Sen. Joyce Elliott, D-Little Rock
Elliott is not the only Democratic senator capable of protecting the minority from the tyranny of the majority, but she engages the most. The liberal lioness often offers alternative views to stringent conservative positions in a passionate and powerful way.
Sen. Jimmy Hickey, R-Texarkana
Hickey did yeoman’s work on lottery reform in 2015 and he asserted independence on issues that would suggest he’s not a lapdog for the status quo. With a strong 2017 session, he’ll be a strong contender to lead the Senate someday.
Sen. Bart Hester, R-Cave Springs
Never one to run from controversy, Hester often is a provocateur of policy change. Defund War Memorial Stadium? Cut taxes by a greater margin? He may not win the battles, but in the war to shift to a more conservative government, he’s advanced the cause. Leadership courts him because they need him.

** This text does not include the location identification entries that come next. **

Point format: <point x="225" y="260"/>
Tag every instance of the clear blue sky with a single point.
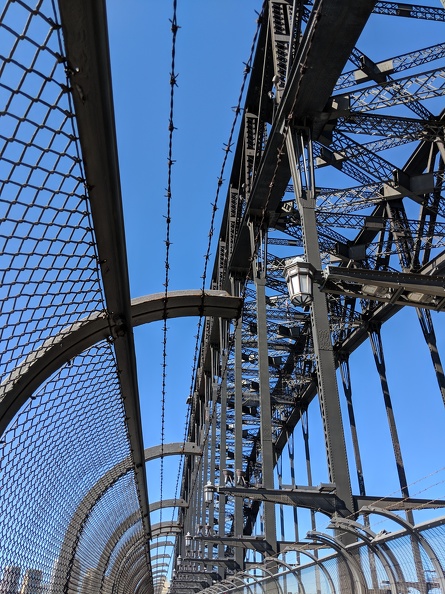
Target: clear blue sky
<point x="212" y="44"/>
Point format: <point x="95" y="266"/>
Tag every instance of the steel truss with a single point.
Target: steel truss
<point x="376" y="243"/>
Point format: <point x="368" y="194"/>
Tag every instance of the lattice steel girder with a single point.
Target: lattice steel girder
<point x="393" y="287"/>
<point x="391" y="65"/>
<point x="73" y="340"/>
<point x="310" y="83"/>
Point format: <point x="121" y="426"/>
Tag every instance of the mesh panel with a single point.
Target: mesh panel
<point x="436" y="539"/>
<point x="116" y="504"/>
<point x="48" y="276"/>
<point x="134" y="532"/>
<point x="61" y="443"/>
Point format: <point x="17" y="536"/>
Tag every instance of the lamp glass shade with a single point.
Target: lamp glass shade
<point x="298" y="276"/>
<point x="209" y="489"/>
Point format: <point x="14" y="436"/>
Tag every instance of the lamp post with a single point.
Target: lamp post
<point x="299" y="277"/>
<point x="209" y="491"/>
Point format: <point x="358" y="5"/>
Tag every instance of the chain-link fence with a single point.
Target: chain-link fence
<point x="68" y="498"/>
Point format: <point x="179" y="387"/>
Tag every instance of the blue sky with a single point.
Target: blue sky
<point x="212" y="44"/>
<point x="211" y="48"/>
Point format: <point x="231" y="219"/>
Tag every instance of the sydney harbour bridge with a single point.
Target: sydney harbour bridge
<point x="312" y="456"/>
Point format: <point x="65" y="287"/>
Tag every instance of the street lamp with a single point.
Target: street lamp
<point x="209" y="490"/>
<point x="299" y="278"/>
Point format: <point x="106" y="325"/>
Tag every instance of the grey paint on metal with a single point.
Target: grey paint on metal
<point x="165" y="528"/>
<point x="326" y="370"/>
<point x="396" y="581"/>
<point x="172" y="449"/>
<point x="354" y="569"/>
<point x="267" y="453"/>
<point x="163" y="543"/>
<point x="160" y="556"/>
<point x="319" y="563"/>
<point x="75" y="339"/>
<point x="435" y="560"/>
<point x="167" y="503"/>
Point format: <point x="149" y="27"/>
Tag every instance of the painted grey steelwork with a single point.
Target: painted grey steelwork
<point x="40" y="365"/>
<point x="293" y="126"/>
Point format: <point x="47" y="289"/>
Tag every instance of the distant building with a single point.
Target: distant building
<point x="10" y="581"/>
<point x="32" y="582"/>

Sen. Jim Hendren, R-Gravette
Hendren has done a lot of heavy lifting in the Senate with health care reform, tax cuts, and engaged problem-solving. Look for him to pursue new courses of policy debate in the 2017 session and look for him to lead on those issues.
Sen. Jeremy Hutchinson, R-Little Rock
Like Hendren, Hutchinson is a nephew of the governor and that adds a dimension of access and responsibility to his role. Hutchinson’s Judiciary committee will be active with prison and sentencing reform, constitutional questions, and hot potato topics. Expect his experience to steer unwanted legislation astray and desired legislation to the floor.
Sen. Keith Ingram, D-West Memphis
Ingram understands the State Senate as well as anyone. From rules to decorum to the power a senator can exert, he is expert at navigating the process. For Democrats, who are in the steep minority, he’ll keep them relevant at key times through his choice efforts.
Sen. Missy Irvin, R-Mountain View
Irvin will be active this session on major reforms involving the Department of Human Services. From foster care to health care to managed care and personnel issues, the administration would prefer to have Irvin in their corner versus fighting from the outside.
Sen. Jason Rapert, R-Bigelow
Love him or hate him – there seems to be little middle ground – Rapert will be seen, heard and felt in the 2017 session. He’ll offer an opinion on many subjects, speak up in a multitude of debates, and push the envelope on a variety of social issues including abortion, guns, religion and partisan politics. In the end, he’ll have more successes than failures.
Sen. David Sanders, R-Little Rock
Sanders will have a huge impact on what’s happening at the capitol. This session, you’ll eventually see his fingerprints on health care policy, prison and sentencing reform, tax cuts, and more. He’s developed a talent for working effectively behind the scenes with various groups and applying his conservative credentials in an original, thoughtful manner.
Sen. Larry Teague, D-Nashville
After a decade of legislative service, Teague is approaching “budget dean” status. He brings a nonpartisan approach to the perfunctory and detail-oriented task of preparing a state budget. It is among the most thankless, but all-important duties state lawmakers perform. Teague provides stability and institutional memory to the task.